Un frisson d’effroi parcourut l’assemblée et des murmures résonnèrent un peu partout dans l’atelier.
– Mais où sommes-nous ? demanda d’une voix inquiète une table de chevet un peu bancale.
– J’ai l’impression d’être restée des heures dans ce camion, commenta une chaise. Il y avait de nouveaux arrivants à chaque arrêt.
– Pourtant, commenta l’horloge, vous n’avez pas fait beaucoup de kilomètres. Votre quartier est tout proche. Ici, nous sommes à deux pas de la mairie et pas beaucoup plus loin de Croix de Chavaux.
– Pour être plus précis, expliqua l’établi, ici c’est « Deux fois rien », l’atelier de restauration de Jérémy, l’homme qui conduisait le camion dans lequel vous êtes arrivés. Il vit juste au-dessus.
– Je me sens toute démembrée, dit un tas de planches.
– Ne t’inquiète pas, dit l’horloge. Il sait bien s’y prendre avec les meubles en kit. Comment t’appelles-tu ?
– Billy
– Un classique suédois, pas de soucis, le rassura la lampe. Puis elle se releva de manière à éclairer l’ensemble de la pièce. Maintenant que vous savez où vous êtes, nous allons procéder comme il se doit à une visite guidée des lieux et nous présenter. Après ce sera votre tout de nous dire qui vous êtes, d’où vous venez… Vous êtes ici au cœur névralgique de l’atelier poursuivit-elle en mettant en lumière l’établi et les outils accrochés au mur. C’est ici que Jérémy nous remet en état. S’il vous a ramassé c’est que votre cas n’est pas désespéré.
– Quand il se sera occupé de vous, vous viendrez nous rejoindre ici, expliqua un fauteuil et avec un peu de chance vous repartirez rapidement avec un nouveau propriétaire.
La lampe éclaira en direction de la voix, vers un espace de l’atelier arrangé comme l’intérieur d’une maison. La zone réservée aux meubles restaurés prêts à être vendus. Le fauteuil était posé à côté d’une table basse comme dans un salon.
– Toi Billy, dit l’horloge, je parie que demain tu vas déménager dans ce coin là-bas en dessous de l’escalier. Montre-lui lampe.
Un rayon de lumière illumina l’espace indiqué par l’horloge. Là, des tas de planches soigneusement délimités étaient posés le long du mur.

C’est ainsi que les occupants de l’atelier montrèrent les lieux  aux meubles collectés le soir-même. Il en était de même à l’issue de chaque tournée.
Tout au long de la nuit, nouveaux arrivants, résidents à temps plein et temporaires, en attente d’être restaurés ou vendus, discutèrent. Chacun racontait son histoire. Ils venaient des quatre coins de la ville et parfois de beaucoup plus loin au gré des déménagements de leurs anciens propriétaires.

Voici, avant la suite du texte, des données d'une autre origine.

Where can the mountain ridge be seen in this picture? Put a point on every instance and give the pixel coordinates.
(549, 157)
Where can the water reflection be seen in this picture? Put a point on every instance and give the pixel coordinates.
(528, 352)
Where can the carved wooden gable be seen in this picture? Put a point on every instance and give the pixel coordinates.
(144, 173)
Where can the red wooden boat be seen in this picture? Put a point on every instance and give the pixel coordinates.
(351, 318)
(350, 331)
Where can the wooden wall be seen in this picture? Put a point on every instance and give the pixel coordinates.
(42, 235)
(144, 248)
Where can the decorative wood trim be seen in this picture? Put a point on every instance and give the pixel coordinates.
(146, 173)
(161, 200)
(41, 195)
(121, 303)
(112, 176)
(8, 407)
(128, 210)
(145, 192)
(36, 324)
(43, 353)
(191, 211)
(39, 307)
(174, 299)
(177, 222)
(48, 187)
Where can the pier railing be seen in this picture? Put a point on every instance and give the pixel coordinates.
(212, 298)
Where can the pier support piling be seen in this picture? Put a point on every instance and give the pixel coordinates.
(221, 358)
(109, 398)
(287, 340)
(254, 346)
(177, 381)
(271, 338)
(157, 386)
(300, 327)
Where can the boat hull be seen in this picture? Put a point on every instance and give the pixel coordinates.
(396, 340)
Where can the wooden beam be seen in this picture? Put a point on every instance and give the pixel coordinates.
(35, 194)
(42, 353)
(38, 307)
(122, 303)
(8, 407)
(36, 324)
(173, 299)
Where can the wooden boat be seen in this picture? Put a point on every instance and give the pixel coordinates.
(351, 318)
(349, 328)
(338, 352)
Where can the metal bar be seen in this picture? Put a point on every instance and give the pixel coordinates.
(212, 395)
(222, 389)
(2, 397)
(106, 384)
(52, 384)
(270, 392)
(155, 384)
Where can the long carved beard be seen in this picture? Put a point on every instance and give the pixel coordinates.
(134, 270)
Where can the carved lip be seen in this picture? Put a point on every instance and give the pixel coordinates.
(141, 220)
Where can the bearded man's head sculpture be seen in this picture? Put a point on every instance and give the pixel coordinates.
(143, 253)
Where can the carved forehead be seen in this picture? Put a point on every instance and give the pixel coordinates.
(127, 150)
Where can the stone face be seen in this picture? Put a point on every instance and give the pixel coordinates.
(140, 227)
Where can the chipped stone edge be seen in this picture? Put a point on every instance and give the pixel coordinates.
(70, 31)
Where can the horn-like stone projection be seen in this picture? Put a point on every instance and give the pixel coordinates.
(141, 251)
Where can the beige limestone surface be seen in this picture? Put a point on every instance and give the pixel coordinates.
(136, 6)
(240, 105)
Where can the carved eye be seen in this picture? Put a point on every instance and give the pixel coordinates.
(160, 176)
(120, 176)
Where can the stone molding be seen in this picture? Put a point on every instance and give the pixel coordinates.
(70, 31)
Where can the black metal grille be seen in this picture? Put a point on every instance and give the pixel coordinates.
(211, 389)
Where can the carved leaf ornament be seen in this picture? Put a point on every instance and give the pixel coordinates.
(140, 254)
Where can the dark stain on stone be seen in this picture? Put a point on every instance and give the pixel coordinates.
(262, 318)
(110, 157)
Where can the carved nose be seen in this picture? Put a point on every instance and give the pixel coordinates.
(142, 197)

Dehors le jour se leva. A l’étage Jérémy se préparait pour une nouvelle journée de travail à l’atelier. Depuis son installation, il se levait le matin sans cette impression de contrainte qu’il avait si souvent ressentie. Cette légèreté était son gain le plus précieux. C’est la réflexion qu’il se fit ce jour-là en se dirigeant vers la porte pour rejoindre le rez-de-chaussée. Dans l’interstice sous la porte, il crut apercevoir de la lumière mais une fois sur le palier, seule la lumière du jour éclairait l’atelier.
– J’aurai pourtant juré qu’une lampe était allumée, se dit-il en descendant l’escalier.
Il alluma la lampe au-dessus de l’établi sans remarquer que celle-ci dégageait encore de la chaleur. Il se mit à l’ouvrage ne se doutant pas un seul instant de la vie qui animait son atelier dès qu’il avait le dos tourné.